Amanda Rettke is the creator of I Am Baker, and the bestselling author of Surprise Inside Cakes: Amazing Cakes for Every Occasion – With a Little Something Extra Inside.Over the course of her 15+ year blogging adventure, she has been featured in and collaborated with the Food Network, New York Times, LA Times, Country Living Magazine, People Magazine, Epicurious, Brides, Romantic Homes, life:beautiful, Publishers Weekly, The Daily Mail, Star Tribune, The Globe and Mail, DailyCandy, YumSugar, The Knot, The Kitchn, and Parade, to name a few.

Reader Comments

  1. I like Apple Hand Pies and these look delish but I am trying to stay away from fried foods (sad). Are these bake-able? If so, what temp would you recommend?

    1. Hi Mike! You can bake them: put them on a parchment-lined (or prepared) baking sheet at 400°F for 25 to 30 minutes. Let cool for at least 15 minutes before serving. We didn’t love the texture of this method, but after coating them in the glaze, it was pretty good. 🙂

  2. I made it and it came out soooooooooooooooooooooooo good I love it so much my husband was Amazed 💕💕

  3. I tried several times to copy the receipts offered on your site but-all that shows is misc. details about something other than what I wanted. I am very disappointed with the site.

    1. It really couldn’t be easier, Penny. Maybe ask a trusted friend or family member to show you how to hit a PRINT button or use Pinterest. If that still fails, a good ole pen and paper is still useful.

        1. Sometimes there really is. I have deleted no less than 15 comments from here, all being incredibly aggressive and vile. People lose their minds over the smallest things and I really don’t need to take their crap.

          1. I certainly know about keyboard jerks… I Love your recipes and thank you so much for publishing them.

  4. Filling is fantastic, even better once cooled.
    Crust is delicious however did not work for me for these empanadas.
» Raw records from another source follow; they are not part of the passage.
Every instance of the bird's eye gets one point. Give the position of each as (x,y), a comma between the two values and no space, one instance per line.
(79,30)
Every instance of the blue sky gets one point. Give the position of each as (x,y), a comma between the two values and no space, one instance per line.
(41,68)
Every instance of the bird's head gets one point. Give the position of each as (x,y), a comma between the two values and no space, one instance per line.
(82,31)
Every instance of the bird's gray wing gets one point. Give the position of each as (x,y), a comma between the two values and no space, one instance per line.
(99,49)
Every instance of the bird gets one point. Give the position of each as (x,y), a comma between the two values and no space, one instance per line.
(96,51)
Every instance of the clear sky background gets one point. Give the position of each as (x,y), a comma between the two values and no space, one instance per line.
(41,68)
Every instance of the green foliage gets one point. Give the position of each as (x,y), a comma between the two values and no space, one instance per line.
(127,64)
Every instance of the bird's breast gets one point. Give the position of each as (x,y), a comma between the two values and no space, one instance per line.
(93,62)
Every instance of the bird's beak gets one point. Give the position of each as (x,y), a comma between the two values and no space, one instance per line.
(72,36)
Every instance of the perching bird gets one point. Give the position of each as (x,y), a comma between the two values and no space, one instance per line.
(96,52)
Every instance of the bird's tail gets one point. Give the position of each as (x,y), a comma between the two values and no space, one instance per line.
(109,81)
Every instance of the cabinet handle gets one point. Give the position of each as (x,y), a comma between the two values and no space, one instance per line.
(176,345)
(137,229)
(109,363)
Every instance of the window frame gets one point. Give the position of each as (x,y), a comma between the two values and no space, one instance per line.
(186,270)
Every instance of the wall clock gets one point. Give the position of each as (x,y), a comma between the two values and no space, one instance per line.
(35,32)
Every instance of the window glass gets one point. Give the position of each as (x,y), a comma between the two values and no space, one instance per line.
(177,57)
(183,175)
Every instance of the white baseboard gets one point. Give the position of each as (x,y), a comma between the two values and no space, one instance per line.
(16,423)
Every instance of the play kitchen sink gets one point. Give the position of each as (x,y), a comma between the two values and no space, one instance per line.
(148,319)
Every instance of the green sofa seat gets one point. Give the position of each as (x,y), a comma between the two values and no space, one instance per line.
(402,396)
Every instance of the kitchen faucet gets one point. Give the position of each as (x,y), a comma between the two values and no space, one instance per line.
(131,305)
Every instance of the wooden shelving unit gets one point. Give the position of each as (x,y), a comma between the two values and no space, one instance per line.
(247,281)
I make meat empanadas at least 3 times a month.. unsure what I did wrong with this crust as it wouldn’t hold shape.. ended up making a beautiful and delicious dutch apple pie instead! Less work too so win win!

    1. Hi Monica – I don’t understand “wouldn’t hold it’s shape”. Can you elaborate so I can help troubleshoot? I’ve never heard of that issue with the No-Fail Pie Crust before.

      1. It would crack, break apart when folding.. I thought maybe the dough was too wet, added a tad more flour and that seemed to work a little better..but even with chilling.. ultimately kept cracking. I will try again– I am positive it was user error!

        1. So sorry that has happened. 🙁 Sounds like you made the right choice and added a bit more flour. Sorry there was still some cracking though!

  5. Amanda, I used to make apple hand pies all the time. At some point, I lost my recipe! I assumed it was your recipe but I don’t think this is it?? It called for adding a couple of teaspoons of cinnamon to a can of apple pie filling but they were baked not fried. I liked this only because it saved some calories. What did you not like about the texture of the baked hand pies? Any way I could make the texture better?

  6. Made this Apple Hand Pie with Amanda’s recipe for homemade pie crust. It was super easy and oh my goodness, so great! I used canned sweet pie filling because I had some on hand that needed used. I also used my KitchenAid stand mixer. This recipe is heavenly. So much better than any store bought! Thanks Amanda

  7. Can these be prepared a few days in advance if feeding a crowd? Left out at room temperature or necessary to refrigerate overnight?